Hence, the uniqueness of this study originates from investigating the usefulness of the application of the CFSR dataset and comparing the streamflow simulation results in the mountainous Black Sea catchment with the spatially scarce local climate data. Furthermore, this research examines the prediction of precipitation lapse by using the CFSR dataset for data-scarce region and the role of using this rate for the local climate observations to predict streamflow simulations by using the SWAT model.

2. Materials and Methods

2.1. Study Area

The Melen Watershed covers an area of 2445 km² and is located in the western Black Sea Coast of Turkey (Figure 1).
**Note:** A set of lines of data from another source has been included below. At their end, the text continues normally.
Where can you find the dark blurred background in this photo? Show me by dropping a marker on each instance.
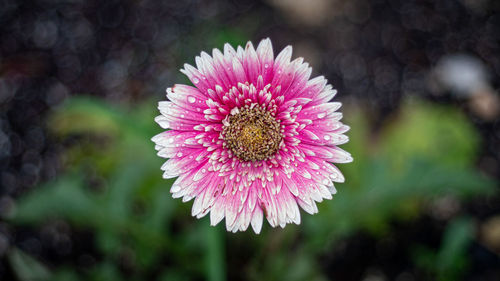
(81, 194)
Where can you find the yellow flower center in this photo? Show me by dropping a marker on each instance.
(252, 133)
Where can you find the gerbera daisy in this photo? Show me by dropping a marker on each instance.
(255, 137)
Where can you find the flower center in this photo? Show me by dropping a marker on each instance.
(252, 133)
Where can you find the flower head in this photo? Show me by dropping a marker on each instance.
(254, 137)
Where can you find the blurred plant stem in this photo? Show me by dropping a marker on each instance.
(215, 257)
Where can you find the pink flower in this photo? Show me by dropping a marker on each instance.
(255, 137)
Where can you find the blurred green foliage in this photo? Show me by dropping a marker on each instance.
(113, 187)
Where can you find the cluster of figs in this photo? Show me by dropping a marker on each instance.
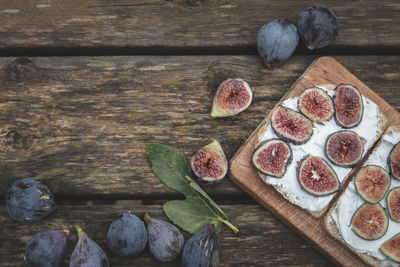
(278, 39)
(343, 148)
(29, 200)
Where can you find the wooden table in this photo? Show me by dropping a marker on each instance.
(86, 84)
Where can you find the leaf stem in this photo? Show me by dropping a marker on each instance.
(234, 228)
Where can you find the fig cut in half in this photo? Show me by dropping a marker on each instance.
(349, 106)
(370, 221)
(209, 163)
(372, 182)
(316, 105)
(344, 148)
(393, 204)
(271, 157)
(291, 126)
(391, 248)
(394, 161)
(317, 177)
(232, 97)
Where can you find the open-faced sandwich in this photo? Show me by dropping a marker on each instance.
(312, 142)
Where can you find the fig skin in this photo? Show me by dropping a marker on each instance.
(276, 41)
(209, 164)
(325, 97)
(46, 249)
(309, 190)
(203, 249)
(346, 165)
(318, 27)
(386, 183)
(289, 137)
(87, 253)
(165, 240)
(29, 200)
(377, 207)
(396, 202)
(127, 235)
(288, 161)
(232, 97)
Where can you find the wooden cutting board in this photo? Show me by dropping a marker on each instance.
(324, 70)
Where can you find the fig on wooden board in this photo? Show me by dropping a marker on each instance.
(232, 97)
(272, 157)
(291, 126)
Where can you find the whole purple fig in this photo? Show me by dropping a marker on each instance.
(202, 249)
(46, 249)
(165, 240)
(87, 253)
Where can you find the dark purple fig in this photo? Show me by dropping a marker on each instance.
(318, 26)
(232, 97)
(29, 200)
(372, 183)
(393, 204)
(272, 157)
(344, 148)
(349, 106)
(316, 105)
(87, 253)
(291, 126)
(209, 163)
(127, 235)
(317, 177)
(203, 249)
(46, 249)
(391, 248)
(370, 221)
(394, 161)
(276, 41)
(165, 240)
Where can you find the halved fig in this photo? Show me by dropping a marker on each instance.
(317, 177)
(393, 204)
(349, 106)
(372, 182)
(391, 248)
(291, 126)
(316, 105)
(370, 221)
(232, 97)
(344, 148)
(394, 161)
(271, 157)
(209, 163)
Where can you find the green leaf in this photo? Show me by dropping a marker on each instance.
(198, 209)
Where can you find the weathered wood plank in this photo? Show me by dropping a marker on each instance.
(182, 23)
(80, 124)
(262, 240)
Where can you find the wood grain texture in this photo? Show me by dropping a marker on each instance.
(182, 23)
(262, 240)
(322, 71)
(80, 124)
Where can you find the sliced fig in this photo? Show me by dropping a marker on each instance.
(391, 248)
(372, 182)
(393, 204)
(317, 177)
(394, 161)
(209, 163)
(344, 148)
(349, 106)
(370, 221)
(232, 97)
(291, 126)
(316, 105)
(271, 157)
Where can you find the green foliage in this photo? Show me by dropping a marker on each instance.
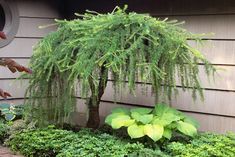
(129, 46)
(204, 145)
(4, 128)
(10, 112)
(54, 142)
(156, 123)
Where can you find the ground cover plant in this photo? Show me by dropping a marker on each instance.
(204, 145)
(50, 142)
(158, 123)
(124, 47)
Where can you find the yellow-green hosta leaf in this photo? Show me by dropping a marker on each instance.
(135, 131)
(145, 119)
(121, 110)
(159, 121)
(141, 110)
(186, 128)
(155, 132)
(167, 133)
(120, 121)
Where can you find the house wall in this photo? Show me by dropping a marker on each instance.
(32, 14)
(216, 113)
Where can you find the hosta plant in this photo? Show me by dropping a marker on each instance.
(157, 123)
(120, 45)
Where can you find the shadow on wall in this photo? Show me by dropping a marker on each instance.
(67, 8)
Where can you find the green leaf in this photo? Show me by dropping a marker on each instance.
(155, 131)
(121, 110)
(159, 121)
(145, 119)
(192, 121)
(2, 106)
(160, 109)
(170, 117)
(141, 110)
(186, 128)
(136, 131)
(167, 133)
(121, 121)
(9, 116)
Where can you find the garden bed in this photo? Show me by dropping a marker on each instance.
(53, 142)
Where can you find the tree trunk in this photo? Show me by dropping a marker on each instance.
(94, 101)
(94, 117)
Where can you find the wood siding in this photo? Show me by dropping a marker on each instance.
(216, 113)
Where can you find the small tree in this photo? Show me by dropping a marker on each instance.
(128, 46)
(12, 66)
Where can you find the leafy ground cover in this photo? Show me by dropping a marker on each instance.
(62, 143)
(52, 142)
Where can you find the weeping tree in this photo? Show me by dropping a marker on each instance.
(125, 47)
(12, 66)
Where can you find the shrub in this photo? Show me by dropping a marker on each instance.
(11, 112)
(157, 123)
(129, 46)
(54, 142)
(3, 131)
(205, 145)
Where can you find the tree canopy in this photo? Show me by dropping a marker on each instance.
(124, 47)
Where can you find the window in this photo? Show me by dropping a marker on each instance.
(9, 20)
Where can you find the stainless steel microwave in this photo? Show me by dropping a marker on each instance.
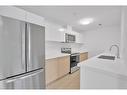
(69, 38)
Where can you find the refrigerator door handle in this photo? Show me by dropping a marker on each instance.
(20, 77)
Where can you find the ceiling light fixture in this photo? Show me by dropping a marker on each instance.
(61, 29)
(86, 21)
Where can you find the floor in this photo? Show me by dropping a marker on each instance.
(70, 81)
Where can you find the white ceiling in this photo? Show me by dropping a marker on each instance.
(70, 15)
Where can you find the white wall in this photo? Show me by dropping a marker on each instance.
(124, 35)
(99, 40)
The climate of the basin is characterized by the Black Sea. The Black Sea region receives high and evenly distributed precipitation throughout the year. The mean annual precipitation (1995–2012) in the central part of the basin is around 800 mm. In the Black Sea region, summers are warm and humid, winters are cool and damp. The mean annual temperature in the Duzce Plain is 13.5 °C. The hottest and coldest months are July and December, respectively. The Melen Watershed generally consists of mountains, plains, and plateaus. The mountains are cut in deep valleys and they rise from South to North and from West to East. The altitudes of the watershed range from 0 to 1952 m. Duzce Plain is approximately 120 m above sea level, surrounded by the Bolu Mountains from the East, the Orhan Mountains from the North, and the Samanlı Mountains from the South. The Great Melen River reaches sea level by decreasing altitudes with a moderate slope from the North and the East of the watershed (Figure 1).
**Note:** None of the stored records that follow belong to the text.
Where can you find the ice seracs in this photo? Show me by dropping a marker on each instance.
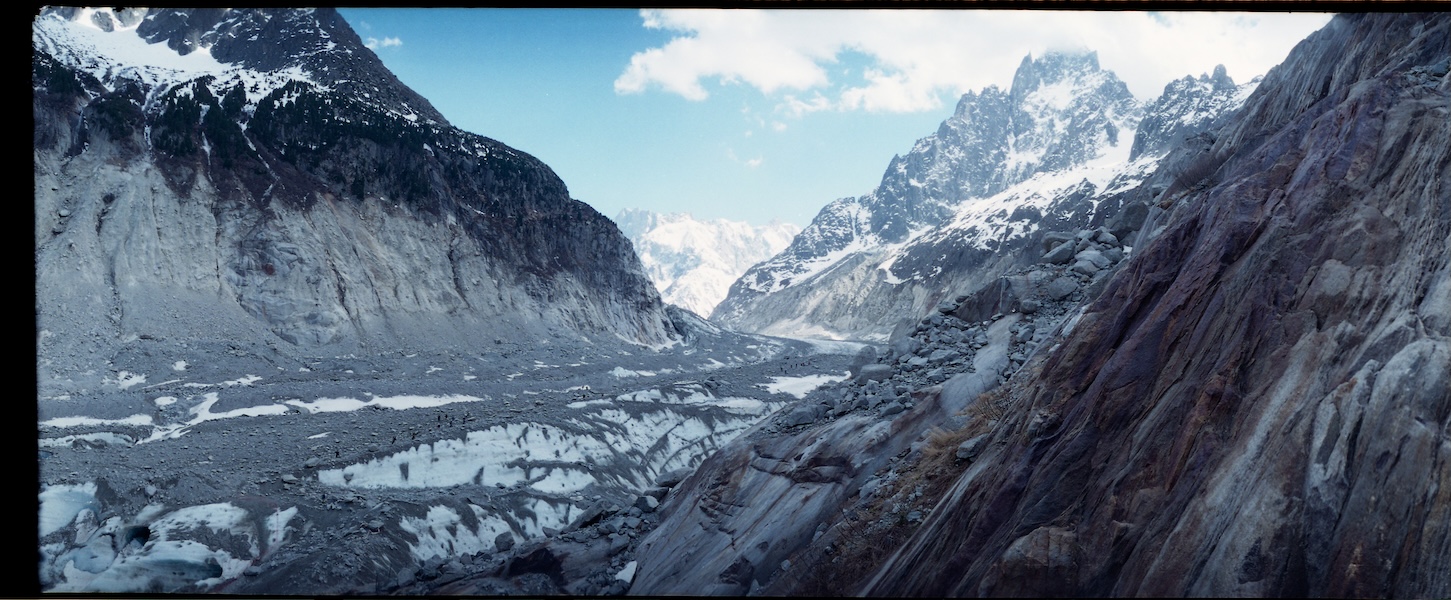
(692, 261)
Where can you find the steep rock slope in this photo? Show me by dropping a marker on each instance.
(1257, 402)
(692, 263)
(257, 178)
(967, 203)
(1260, 402)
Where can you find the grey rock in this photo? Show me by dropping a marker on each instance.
(969, 450)
(1059, 254)
(1061, 287)
(1097, 258)
(1084, 267)
(875, 373)
(673, 477)
(1052, 239)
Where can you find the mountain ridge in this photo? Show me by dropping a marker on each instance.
(289, 215)
(1049, 154)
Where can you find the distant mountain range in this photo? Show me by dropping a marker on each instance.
(260, 177)
(692, 263)
(1057, 151)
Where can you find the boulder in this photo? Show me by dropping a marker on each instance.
(875, 373)
(1061, 287)
(1059, 254)
(504, 542)
(672, 478)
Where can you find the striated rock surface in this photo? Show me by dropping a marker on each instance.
(1252, 402)
(263, 174)
(1260, 402)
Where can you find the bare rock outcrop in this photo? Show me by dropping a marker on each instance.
(1260, 402)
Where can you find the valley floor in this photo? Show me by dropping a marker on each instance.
(364, 474)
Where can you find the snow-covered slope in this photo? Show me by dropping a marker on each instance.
(692, 263)
(259, 178)
(1054, 152)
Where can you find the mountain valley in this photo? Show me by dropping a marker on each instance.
(299, 335)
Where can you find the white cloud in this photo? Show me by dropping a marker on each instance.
(385, 42)
(917, 60)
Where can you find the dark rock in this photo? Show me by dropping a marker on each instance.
(875, 373)
(969, 450)
(504, 542)
(672, 478)
(1061, 287)
(1061, 254)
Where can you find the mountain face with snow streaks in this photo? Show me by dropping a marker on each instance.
(264, 173)
(1054, 152)
(692, 263)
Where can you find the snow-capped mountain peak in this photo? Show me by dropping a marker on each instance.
(1052, 152)
(257, 51)
(691, 261)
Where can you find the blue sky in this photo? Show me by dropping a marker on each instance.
(769, 115)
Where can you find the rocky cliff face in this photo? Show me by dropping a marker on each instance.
(971, 200)
(263, 174)
(1257, 402)
(692, 263)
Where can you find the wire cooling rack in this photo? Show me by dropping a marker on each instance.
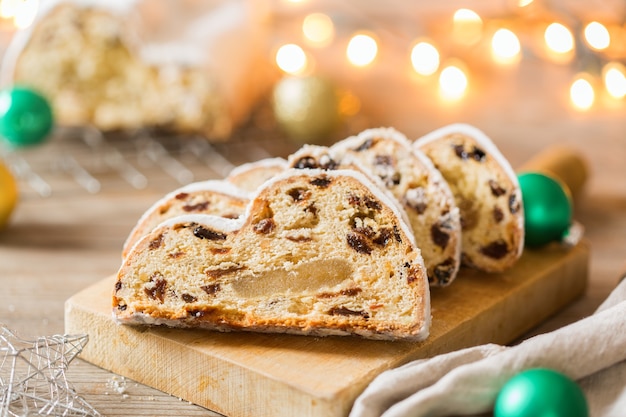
(85, 160)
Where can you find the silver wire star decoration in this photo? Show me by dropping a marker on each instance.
(32, 376)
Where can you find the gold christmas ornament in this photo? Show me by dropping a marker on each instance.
(306, 108)
(8, 195)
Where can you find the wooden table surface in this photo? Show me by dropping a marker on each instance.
(58, 245)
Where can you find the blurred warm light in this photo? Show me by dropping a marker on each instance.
(24, 13)
(582, 93)
(8, 8)
(614, 77)
(453, 82)
(425, 58)
(559, 38)
(505, 46)
(349, 104)
(597, 35)
(467, 26)
(319, 29)
(291, 58)
(362, 50)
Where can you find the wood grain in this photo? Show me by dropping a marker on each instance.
(247, 374)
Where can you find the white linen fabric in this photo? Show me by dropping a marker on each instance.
(591, 351)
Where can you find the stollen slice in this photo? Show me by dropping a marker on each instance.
(317, 253)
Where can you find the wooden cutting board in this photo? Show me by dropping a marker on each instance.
(248, 374)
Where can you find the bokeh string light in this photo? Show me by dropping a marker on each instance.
(585, 45)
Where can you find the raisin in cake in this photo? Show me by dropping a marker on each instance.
(317, 253)
(487, 193)
(251, 175)
(412, 179)
(215, 197)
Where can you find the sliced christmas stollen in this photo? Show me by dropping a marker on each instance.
(251, 175)
(318, 252)
(214, 197)
(487, 193)
(416, 184)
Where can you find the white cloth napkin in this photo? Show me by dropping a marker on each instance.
(591, 351)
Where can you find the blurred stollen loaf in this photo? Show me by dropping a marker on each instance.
(181, 66)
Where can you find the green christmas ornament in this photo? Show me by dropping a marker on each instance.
(547, 209)
(306, 108)
(541, 392)
(25, 117)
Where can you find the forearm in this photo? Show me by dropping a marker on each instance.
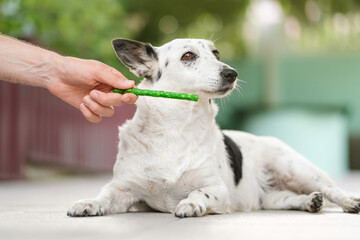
(27, 64)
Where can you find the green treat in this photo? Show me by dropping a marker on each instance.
(152, 93)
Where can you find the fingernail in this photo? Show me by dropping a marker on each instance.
(130, 83)
(87, 100)
(94, 95)
(82, 107)
(126, 99)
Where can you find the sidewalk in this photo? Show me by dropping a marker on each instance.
(37, 210)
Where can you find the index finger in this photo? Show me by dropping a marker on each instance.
(112, 77)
According to the Corine (2006) database, the land use of the watershed is summarized in five classes (

Table 1. Land-use summary of the Melen Watershed.

Land Use	Percentage (%)
Forest	62.87
Agriculture	33.20
Urban	2.15
Pasture	1.56
Water Bodies	0.22

). Agricultural activity is quite essential for the region. Hazelnut production is one of the main sources of income, followed by corn and wheat production. The watershed is considered as the most feasible alternative water resources for Istanbul to supply water demand in the future [42]. The Melen Watershed has the highest water potential (1.5 billion m³ year⁻¹) among the other watersheds of Istanbul and it provides almost 45% of the total water resources [43]. The flowrate of the Great Melen River (Discharge Station No: D13A059 in Figure 1) ranges between 4 m³ sec ⁻¹ and 156 m³ sec⁻¹ with a mean flow rate of 44 m³ sec⁻¹. It reaches its highest values in March due to the precipitation and snow melt in the mountainous regions.
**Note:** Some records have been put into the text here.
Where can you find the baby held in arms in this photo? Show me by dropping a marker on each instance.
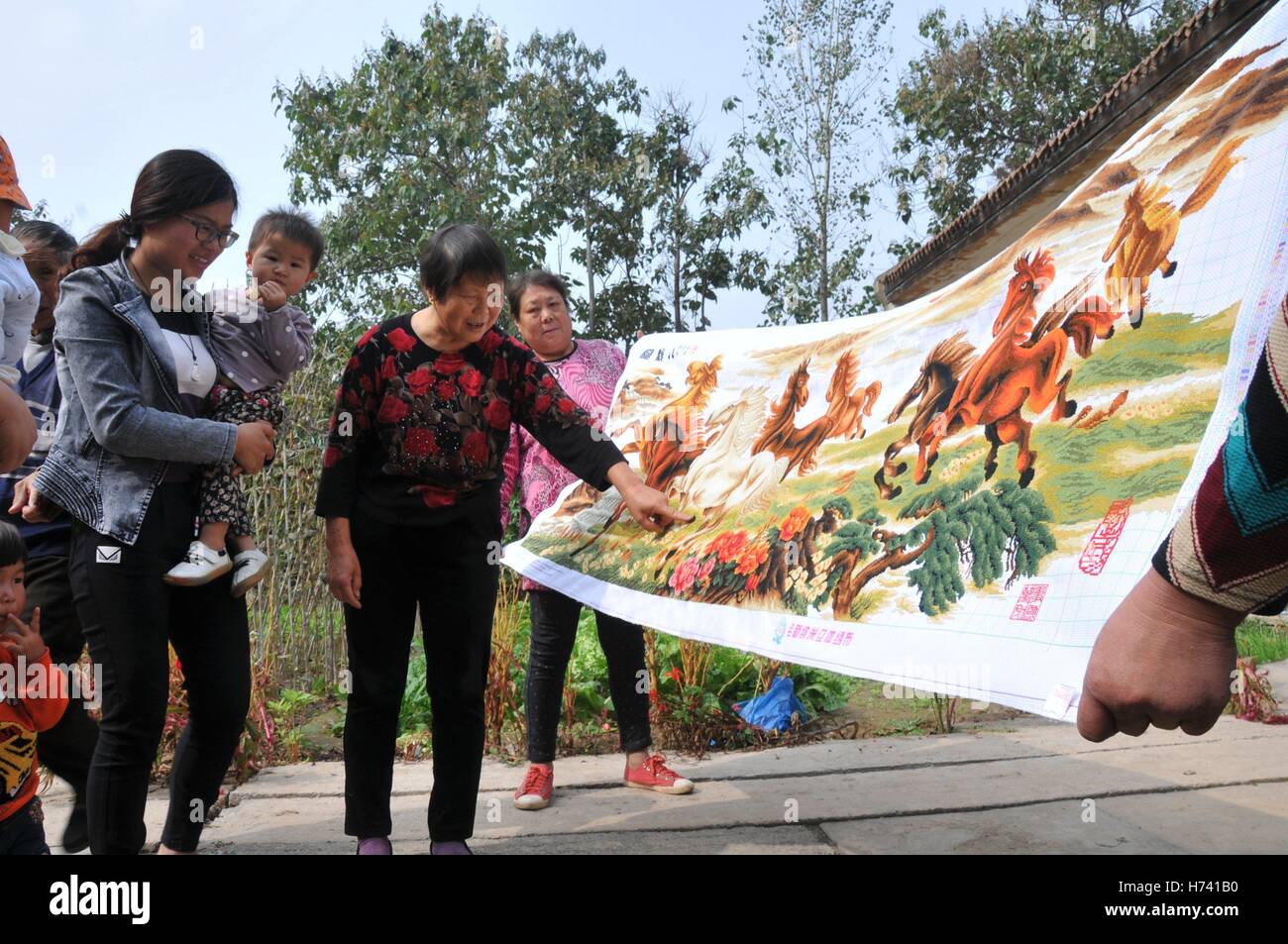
(259, 340)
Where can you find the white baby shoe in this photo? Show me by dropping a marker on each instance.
(249, 569)
(202, 566)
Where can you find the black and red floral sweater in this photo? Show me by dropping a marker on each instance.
(417, 437)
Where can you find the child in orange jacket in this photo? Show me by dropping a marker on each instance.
(33, 698)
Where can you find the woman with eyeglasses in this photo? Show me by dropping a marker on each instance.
(134, 367)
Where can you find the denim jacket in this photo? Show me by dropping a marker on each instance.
(121, 421)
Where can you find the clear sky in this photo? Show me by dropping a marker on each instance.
(97, 88)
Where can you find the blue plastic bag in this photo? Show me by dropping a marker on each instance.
(773, 711)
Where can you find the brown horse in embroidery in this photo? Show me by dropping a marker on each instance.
(1146, 235)
(932, 390)
(1020, 367)
(848, 407)
(669, 441)
(800, 447)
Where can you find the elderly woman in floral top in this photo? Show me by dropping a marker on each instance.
(410, 492)
(588, 371)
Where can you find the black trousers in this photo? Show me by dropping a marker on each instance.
(554, 631)
(24, 832)
(67, 747)
(445, 572)
(128, 616)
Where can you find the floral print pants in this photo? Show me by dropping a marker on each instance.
(222, 498)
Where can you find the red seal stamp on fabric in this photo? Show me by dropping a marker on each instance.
(1030, 601)
(1104, 539)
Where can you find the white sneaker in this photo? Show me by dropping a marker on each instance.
(249, 569)
(202, 566)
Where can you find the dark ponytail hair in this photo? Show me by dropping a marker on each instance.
(170, 183)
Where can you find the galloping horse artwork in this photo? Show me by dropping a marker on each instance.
(1019, 368)
(1054, 443)
(1142, 243)
(932, 390)
(844, 416)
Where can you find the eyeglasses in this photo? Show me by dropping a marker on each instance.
(207, 232)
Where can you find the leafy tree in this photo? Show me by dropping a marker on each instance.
(585, 179)
(696, 226)
(416, 137)
(957, 530)
(816, 65)
(982, 99)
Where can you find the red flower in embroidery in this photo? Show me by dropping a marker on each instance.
(472, 381)
(419, 443)
(400, 340)
(497, 413)
(449, 364)
(391, 410)
(475, 449)
(419, 380)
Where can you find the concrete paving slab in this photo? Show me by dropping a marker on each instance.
(1240, 820)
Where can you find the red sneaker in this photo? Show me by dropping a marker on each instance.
(655, 775)
(539, 784)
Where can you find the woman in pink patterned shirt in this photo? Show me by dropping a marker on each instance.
(588, 371)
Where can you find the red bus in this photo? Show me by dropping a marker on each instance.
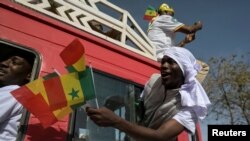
(119, 51)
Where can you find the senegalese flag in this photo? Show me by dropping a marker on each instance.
(34, 98)
(150, 13)
(74, 56)
(51, 99)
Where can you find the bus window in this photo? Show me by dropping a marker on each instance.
(115, 94)
(6, 50)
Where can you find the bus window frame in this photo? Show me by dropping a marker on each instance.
(72, 118)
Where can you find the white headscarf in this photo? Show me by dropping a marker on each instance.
(192, 93)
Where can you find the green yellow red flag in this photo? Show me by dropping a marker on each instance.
(53, 97)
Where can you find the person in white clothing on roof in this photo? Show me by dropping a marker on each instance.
(173, 101)
(15, 70)
(162, 29)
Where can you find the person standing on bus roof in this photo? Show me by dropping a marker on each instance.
(15, 71)
(162, 29)
(173, 101)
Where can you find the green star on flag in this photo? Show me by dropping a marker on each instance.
(74, 93)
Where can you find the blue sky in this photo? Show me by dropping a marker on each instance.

2.2. Soil and Water Assessment Tool (SWAT) Model and Data Sources

The SWAT (Soil and Water Assessment Tool) is a continuous-time, semi-distributed, and process-based hydrological model. The model is used to simulate the quality and quantity of surface and groundwater and predict the environmental impact of land use, land-management practices, and climate change. SWAT is widely used in assessing soil erosion prevention and control, non-point source pollution control, and regional management in watersheds [44]. It uses spatially distributed data on topography, soils, land cover, land management, and climate data to predict water, sediment, nutrient and pesticide [45]. The main hydrological processes include infiltration, runoff, evapotranspiration, lateral flow, and percolation. Water balance computation is performed at the level of hydrological response units (HRU), which are derived by a unique combination of land use, management, topographical, and soil characteristics, aggregated at the subbasins level and routed towards the reaches and the catchment outlet. More details about the SWAT model can be found in the theoretical documentation and from the relevant literature [20,44,45,46,47].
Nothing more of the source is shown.